Это была первая казнь такого рода. Да, другие троцкисты уже заплатили своими жизнями за убеждения, умерев от голода и истощения, — годом раньше, например, Бутов, один из секретарей Троцкого, умер в тюрьме после длительной голодовки. Тем не менее, до тех пор уважалось правило, что большевики никогда не должны повторять смертельных ошибок якобинцев и прибегать в междоусобной борьбе к казням, по крайней мере формально. Блюмкин стал первым членом партии, которому был вынесен смертный приговор за внутрипартийный проступок, контакт с Троцким.
Сталин опасался, как бы капитулянты не размыли границу между оппозицией и партией; и дело Блюмкина только усилило его мрачные предчувствия. Он не стал терпеть, чтобы старший офицер ГПУ на действительной службе осмелился дружески посещать Троцкого и выступать посредником между Троцким и капитулянтами, — допустить это означало бы выставить на посмешище все официальные обвинения, предъявляемые Троцкому, и поощрить будущие контакты. Сам Сталин мог не поверить и в относительно безобидный характер миссии Блюмкина и послания Троцкого оппозиции. В его подозрительном мозгу могла возникнуть мысль, что небезопасно было бы допускать, чтобы убийца Мирбаха когда-либо вновь дал выход своим элементарным, но сильным политическим страстям в террористическом акте. В любом случае, казнь Блюмкина должна была послужить предостережением для других и показать им, что нельзя шутить с официальными обвинениями в контрреволюции, что статья 58 — это статья 58, и с этого времени товарищеские связи с изгнанником на Принкипо будут наказываться по всей строгости подтасованного и извращенного закона. Как ни странно, до сих пор смертный приговор еще не выносился общепризнанным троцкистам, которые из своих тюрем и исправительных колоний поддерживали связь со своим лидером, которые слали ему коллективные поздравления с октябрьской годовщиной или с майским праздником и чьи имена появлялись под статьями и «тезисами» в «Бюллетене оппозиции». На данный момент это предупреждение относилось только к членам партии, лицам на официальных должностях, особенно в ГПУ, и восстановленным капитулянтам. Линия раздела между партией и оппозицией была прочерчена кровью.

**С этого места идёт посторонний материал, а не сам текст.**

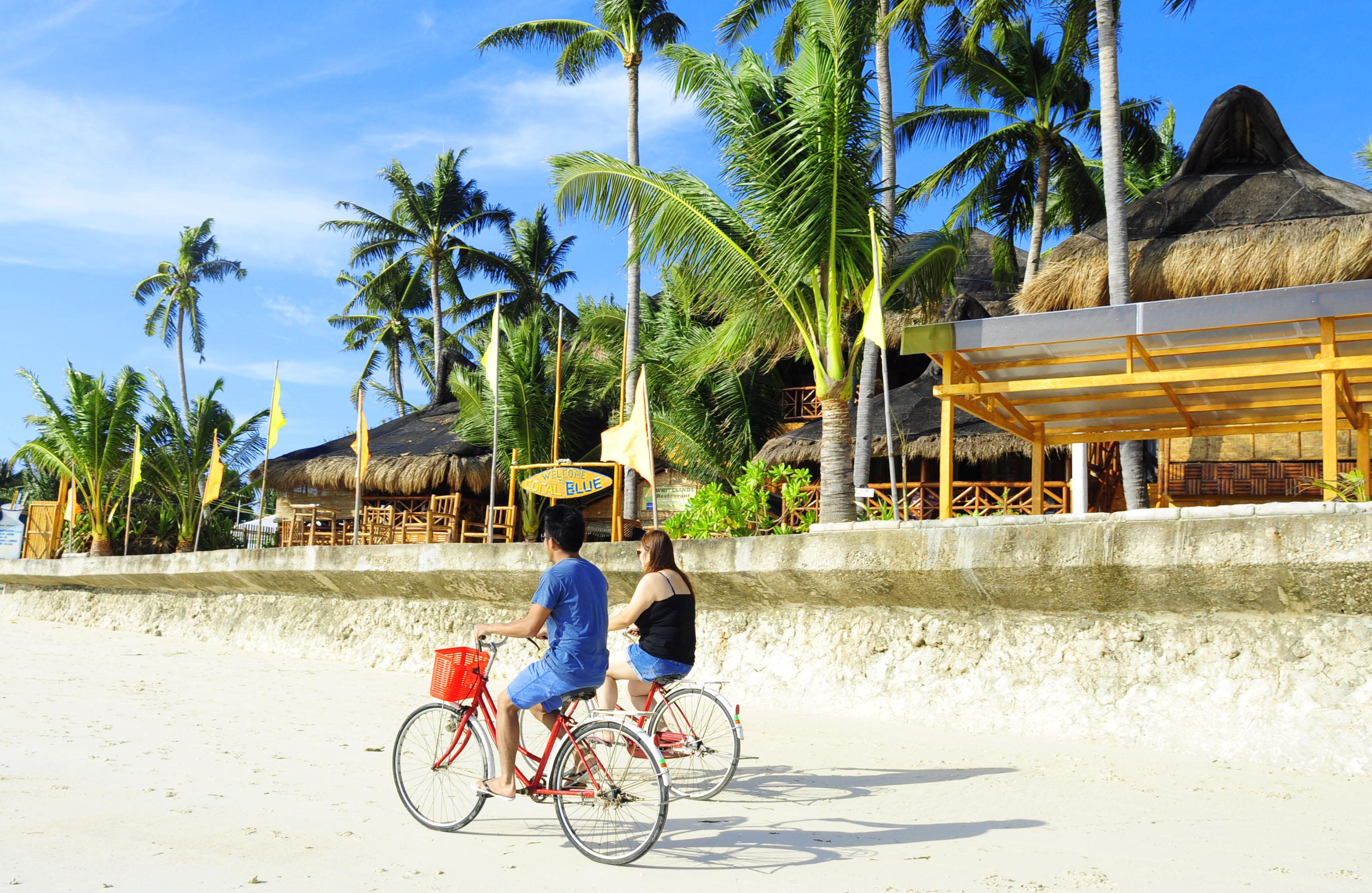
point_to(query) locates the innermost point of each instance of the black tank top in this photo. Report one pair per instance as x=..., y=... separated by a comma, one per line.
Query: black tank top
x=667, y=627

Троцкий узнал о казни от одного анонимного оппозиционера, который, все еще находясь на государственной службе, оказался в командировке в Париже. Но Москва хранила молчание, и, когда через германскую прессу просочился слух, коммунистические газеты его опровергли. Несколько недель Троцкий ждал подтверждения информации и в своих письмах ни словом не обмолвился о Блюмкине — лишь в начале января 1930 года сообщение от одного оппозиционера из Москвы развеяло все сомнения. Троцкий сразу обнародовал все обстоятельства своей встречи с Блюмкиным. Он заявил, что это Сталин лично приказал казнить, а Ягода исполнил этот приказ, даже не сообщив об этом Менжинскому, формальному главе ГПУ. «Бюллетень» опубликовал письмо из Москвы, авторы которого утверждали, что Блюмкина предал Радек. Троцкий сам, поразмыслив, засомневался, так ли это было, намекнул, что, возможно, Радек поступил безответственно и глупо, но с добрыми намерениями. «Несчастье Блюмкина, — писал Троцкий, — было в том, что он верил Радеку, а Радек верил Сталину».
Троцкий рекомендовал своим последователям на Западе поднять «бурю протестов». «Дело Блюмкина, — писал он Ромеру 5 января 1930 года, — должно для левой оппозиции стать новым делом Сакко и Ванцетти». Некоторое время до этого казнь в Бостоне Сакко и Ванцетти, двух итало-американских анархистов, стала предметом протестов всемирного масштаба, поднятых коммунистами, социалистами, радикалами и либералами. Призыв Троцкого не нашел отклика. Судьба Блюмкина не вызвала даже и частицы возмущения, порожденного казнью Сакко и Ванцетти. Куда легче было разбудить совесть левых по поводу промахов правосудия в буржуазном государстве, чем тронуть ее Justizmord[28] в рабочем государстве. Через какие-то несколько недель Троцкому уже пришлось защищать и просить других протестовать против двух новых казней членов оппозиции и жестоких преследований, которым подвергались Раковский и его друзья. И опять его постигла неудача — ему не удалось пробить каменного равнодушия тех, кого он надеялся расшевелить.